The MBA's National Delinquency Survey found that the seasonally adjusted third-quarter delinquency rate for mortgage loans declined to 6.41%, the lowest since the second quarter of 2008.
That is more than 5% higher than delinquency rates among similar credit union-originated loans. According to the Credit Union National Association's Monthly Credit Union Estimates for September, the 60-day delinquency rate for all loans issued by credit unions was 1% for the seven months prior. The delinquency rate in June for all mortgages loans issued by credit unions, according to CUNA, was 1.3%--1.36% for first-time mortgages, and 1.07% for home equity lines of credit and second mortgages.
While the data issued by CUNA and the MBA aren't directly comparable, they still indicate that credit union members have an easier time repaying mortgage loans than retail bank customers do.
The recent MBA data showed that the percentage of loans in the foreclosure process, at 3.08%, was even higher than the delinquency rate on any credit union mortgage loan. And while the MBA "serious delinquency rate"--the percentage of loans either with payments 90-days late or already in foreclosure--is down 1.38% over the last year, it's still at 5.65%.
The MBA also noted that the survey's delinquency rates might appear lower than they actually are because one large mortgage servicer doesn't participate in its survey.
Foreclosures are slowing down throughout the housing market, according to the MBA survey. The percentage of loans starting the foreclosure process fell by 0.03% in the third quarter to 0.61%--the lowest level since early 2007.

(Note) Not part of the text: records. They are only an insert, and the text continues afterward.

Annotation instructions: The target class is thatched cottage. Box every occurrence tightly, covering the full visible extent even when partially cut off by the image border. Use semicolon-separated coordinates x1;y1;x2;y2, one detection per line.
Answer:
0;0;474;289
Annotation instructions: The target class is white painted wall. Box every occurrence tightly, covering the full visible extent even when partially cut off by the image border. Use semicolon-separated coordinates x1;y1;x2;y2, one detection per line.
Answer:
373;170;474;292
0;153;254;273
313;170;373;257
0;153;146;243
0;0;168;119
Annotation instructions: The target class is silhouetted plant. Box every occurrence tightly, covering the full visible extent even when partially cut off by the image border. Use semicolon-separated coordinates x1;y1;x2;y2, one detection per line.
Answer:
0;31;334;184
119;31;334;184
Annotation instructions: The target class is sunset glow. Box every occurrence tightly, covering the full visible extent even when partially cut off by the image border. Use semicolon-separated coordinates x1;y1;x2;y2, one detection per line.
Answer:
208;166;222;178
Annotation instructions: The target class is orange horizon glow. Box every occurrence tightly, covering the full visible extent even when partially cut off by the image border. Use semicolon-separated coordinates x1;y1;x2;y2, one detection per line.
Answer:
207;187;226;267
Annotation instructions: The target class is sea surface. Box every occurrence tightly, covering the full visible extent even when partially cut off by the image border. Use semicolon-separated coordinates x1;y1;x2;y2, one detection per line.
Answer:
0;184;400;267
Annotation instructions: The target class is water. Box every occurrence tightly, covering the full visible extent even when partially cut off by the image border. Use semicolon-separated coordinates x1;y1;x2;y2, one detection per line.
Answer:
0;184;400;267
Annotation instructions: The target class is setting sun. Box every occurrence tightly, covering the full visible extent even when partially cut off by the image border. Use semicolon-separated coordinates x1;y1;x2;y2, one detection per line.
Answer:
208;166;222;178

The MBA said that bank managers might find themselves issuing more pink slips as a result.
"Many mortgage servicers are already reducing staffs that handled delinquent loans and foreclosures, and we expect that trend to continue as the numbers continue to fall," said MBA Chief Economist Jay Brinkmann.
The MBA National Delinquency Survey has been conducted quarterly since 1972. It covers 40 million loans on one-to-four unit residential properties, which constitute more than four-fifths of all first-lien residential mortgage loans outstanding in the U.S.